As the last few paragraphs of the cited article suggest, I think that "the JavaScript / framework world as we now know it" is about to be taken-over by transpilers ... and by languages like Apple's Swift. The unquestioned dominance of " 'JavaScript, Of Course(TM),' driving millions of lines of other people's source code," is finally about to be questioned. And I think that it will lose the interrogation.
Frameworks became very interesting, at least for a while, when the aptly-named PhoneGap promised that "mobile application development," far from being a strange new world, was actually just another form of web-site. These have ballooned into things like Ionic, which still let you write a mobile app in JavaScript if you don't mind the 120,000-or-so lines of accompanying Java and/or Objective-C which is required to actually make the magic work. And in the end ... 60 to 100 megabytes later ... it's still "just JavaScript." In terms of the tool that you use to write your part of the source-code, you haven't gained a damned thing. You're still making the same mistakes and discovering them at runtime.
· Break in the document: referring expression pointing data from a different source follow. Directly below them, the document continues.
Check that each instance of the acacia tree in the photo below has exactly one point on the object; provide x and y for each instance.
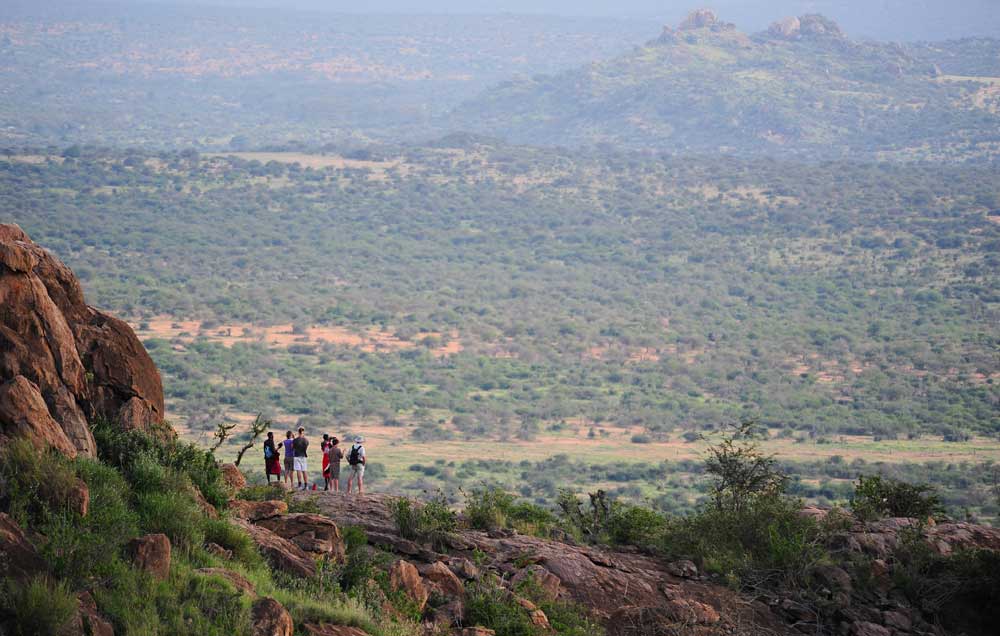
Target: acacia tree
(221, 434)
(741, 473)
(257, 428)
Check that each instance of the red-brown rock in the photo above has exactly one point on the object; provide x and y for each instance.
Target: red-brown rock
(549, 583)
(312, 533)
(151, 554)
(78, 498)
(206, 507)
(444, 580)
(256, 510)
(538, 617)
(233, 477)
(23, 413)
(864, 628)
(83, 363)
(269, 618)
(280, 552)
(18, 558)
(87, 621)
(404, 576)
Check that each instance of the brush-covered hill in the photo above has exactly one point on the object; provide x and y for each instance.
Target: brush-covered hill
(802, 87)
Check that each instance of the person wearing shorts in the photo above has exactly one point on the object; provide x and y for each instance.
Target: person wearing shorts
(300, 460)
(289, 458)
(356, 459)
(335, 456)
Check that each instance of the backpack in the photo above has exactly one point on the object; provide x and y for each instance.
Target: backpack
(355, 457)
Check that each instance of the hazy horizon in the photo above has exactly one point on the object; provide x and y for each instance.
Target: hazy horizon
(902, 20)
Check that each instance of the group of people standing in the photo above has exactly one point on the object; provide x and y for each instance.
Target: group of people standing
(296, 466)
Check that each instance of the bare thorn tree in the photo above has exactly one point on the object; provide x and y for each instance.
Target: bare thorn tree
(221, 434)
(257, 428)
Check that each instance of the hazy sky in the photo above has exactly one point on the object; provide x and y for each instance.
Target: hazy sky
(883, 19)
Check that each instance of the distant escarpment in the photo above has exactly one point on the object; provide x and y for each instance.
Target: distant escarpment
(801, 87)
(64, 363)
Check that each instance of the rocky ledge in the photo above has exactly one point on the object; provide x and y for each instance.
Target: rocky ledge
(62, 362)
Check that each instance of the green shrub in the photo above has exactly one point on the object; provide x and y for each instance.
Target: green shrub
(486, 508)
(877, 497)
(769, 538)
(213, 602)
(489, 507)
(635, 525)
(175, 515)
(81, 548)
(33, 483)
(38, 607)
(225, 534)
(741, 473)
(132, 450)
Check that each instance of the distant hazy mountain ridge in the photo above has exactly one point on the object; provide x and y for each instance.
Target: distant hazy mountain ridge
(800, 87)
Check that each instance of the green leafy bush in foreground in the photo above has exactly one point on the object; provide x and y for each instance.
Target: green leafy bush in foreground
(877, 497)
(145, 485)
(490, 507)
(430, 521)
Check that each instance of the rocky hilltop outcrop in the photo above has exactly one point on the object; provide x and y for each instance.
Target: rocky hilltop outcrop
(812, 26)
(64, 363)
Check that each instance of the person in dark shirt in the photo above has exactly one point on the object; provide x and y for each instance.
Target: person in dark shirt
(335, 454)
(272, 463)
(299, 448)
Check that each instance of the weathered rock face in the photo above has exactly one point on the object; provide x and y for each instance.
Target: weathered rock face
(24, 412)
(280, 552)
(151, 553)
(270, 618)
(404, 576)
(18, 558)
(254, 511)
(699, 19)
(87, 621)
(786, 29)
(237, 580)
(81, 362)
(312, 533)
(233, 477)
(643, 592)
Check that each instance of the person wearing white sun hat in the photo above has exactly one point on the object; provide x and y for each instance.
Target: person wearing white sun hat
(356, 459)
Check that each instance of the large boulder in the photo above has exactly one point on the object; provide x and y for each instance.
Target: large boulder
(18, 558)
(444, 581)
(151, 554)
(311, 532)
(268, 617)
(699, 19)
(254, 511)
(83, 363)
(235, 579)
(87, 621)
(23, 413)
(233, 477)
(280, 552)
(404, 576)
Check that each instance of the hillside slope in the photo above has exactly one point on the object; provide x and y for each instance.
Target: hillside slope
(801, 88)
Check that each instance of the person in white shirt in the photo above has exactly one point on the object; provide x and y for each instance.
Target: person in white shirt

Transpilers, like Haxe and OpenFL, allow you to write your source code in a language that is far more sophisticated, and to compile your code to multiple native platforms. (As well as a JavaScript target.) These tools have long ago passed the "curiosity" stage.
Languages like Apple's Swift are just as exciting, now that Apple has open-sourced the project, which is based on LLVM compiler-construction technology that is already open.
Although nothing will displace the billions of lines of JavaScript (and frameworks) that are now in stable, revenue-producing service ... nor should there be, anytime soon ... I clearly foresee that both the way in which developers operate, and the fundamental nature of the applications they produce for any platform(s), is changing. People aren't going to continue writing as they now do.